SM3Det: A Unified Model for Multi-Modal Remote Sensing Object Detection¶

Conference: AAAI2026
arXiv: 2412.20665
Code: github.com/zcablii/SM3Det
Area: Object Detection
Keywords: Multi-modal remote sensing, object detection, sparse MoE, dynamic learning rate optimization, unified model

TL;DR¶

SM3Det introduces the M2Det task for remote sensing (multi-modal datasets + multi-task object detection), employing a grid-level sparse MoE backbone and a Dynamic Sub-module Optimization (DSO) mechanism to handle SAR/optical/infrared modalities with both horizontal and oriented bounding box detection in a single unified model, substantially outperforming three independently trained modality-specific models combined.

Background & Motivation¶

Growing abundance of multi-modal data: Remote sensing platforms (UAVs/satellites) are typically equipped with multiple sensors (SAR/optical/infrared), yet detection models are conventionally trained on a single modality and a single dataset.
Cross-modal knowledge neglected: Independent per-modality training fails to exploit shared knowledge across modalities, such as common object shape and scale characteristics.
Prior multi-source detection requires alignment: Existing multi-source detection methods heavily rely on scarce and inflexible spatially aligned image pairs and registration algorithms, limiting practical utility.
Crowded representation space: Fitting a dense model with a single shared parameter set to multi-modal, multi-task data leads to a crowded representation space where one parameter set struggles to capture the divergent distributions of different modalities.
Optimization inconsistency: Varying learning difficulties across modalities and tasks cause asynchronous convergence rates and conflicting gradient directions, mutually interfering with loss convergence.
Low-altitude economy applications: Scenarios involving flying cars, UAVs, and satellites urgently require a unified detection capability that handles multiple modalities simultaneously, reducing on-device model maintenance costs.

Method¶

Task Definition: M2Det¶

The authors formally define the M2Det task for remote sensing — using a unified model to detect objects in images from arbitrary sensor modalities while simultaneously handling both horizontal bounding box (HBB) and oriented bounding box (OBB) detection formats.

Overall Architecture¶

The framework follows a classic multi-task learning design: a shared backbone with lightweight task-specific detection heads. The SA dataset uses a GFL head (HBB), while DOTA and DroneVehicle use an O-RCNN head (OBB).

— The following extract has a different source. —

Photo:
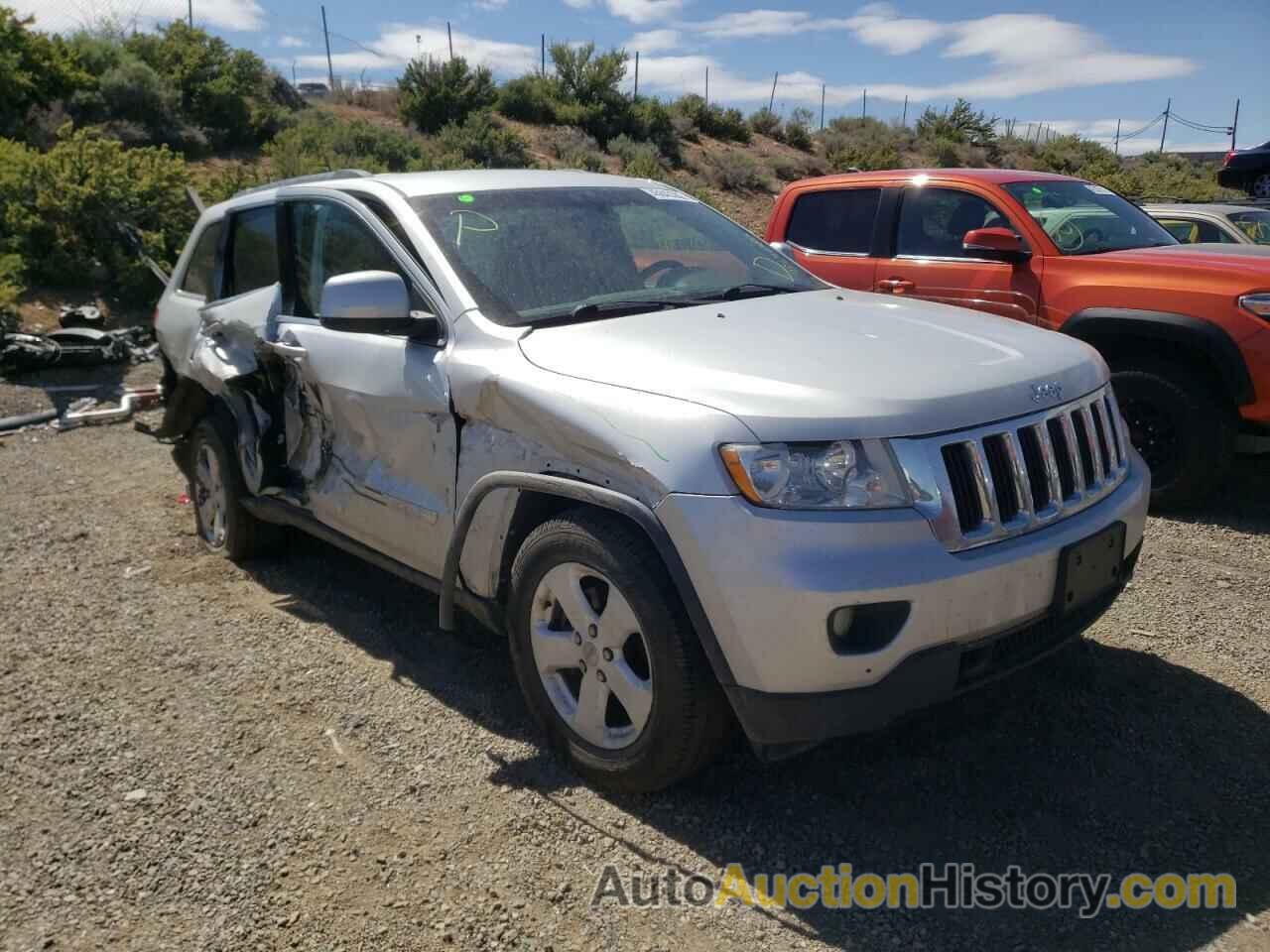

Grid-Level Sparse MoE Backbone¶

Core innovation: A plug-and-play grid-level sparse MoE architecture is introduced into the backbone.

Unlike prior image-level routing (routing an entire image to a single expert), SM3Det performs expert selection at the spatial grid granularity of feature maps.
For CNN backbones (e.g., ConvNeXt), the \(1 \times 1\) convolutional layers are replaced with MoE; for Transformer backbones, MoE is integrated into the FFN.
Gating function: \(G(x_{ij}) = \text{TOP}_k(\text{Softmax}(\frac{E^T W x_{ij}}{\tau \|Wx_{ij}\| \|E\|}))\)
Final output is the weighted sum of top-\(k\) experts: \(f_{MoE}(x_{ij}) = \sum_{n=1}^N G_n(x_{ij}) \cdot Conv_n^{1\times 1}(x_{ij})\)
Initialization strategy: All experts are initialized by copying the pretrained \(1 \times 1\) convolution weights, ensuring uniform expert selection at the start of training.

Advantage: Shared experts learn cross-modal common knowledge (e.g., object shape and scale), while specialized experts capture modality-specific features (e.g., SAR scattering characteristics).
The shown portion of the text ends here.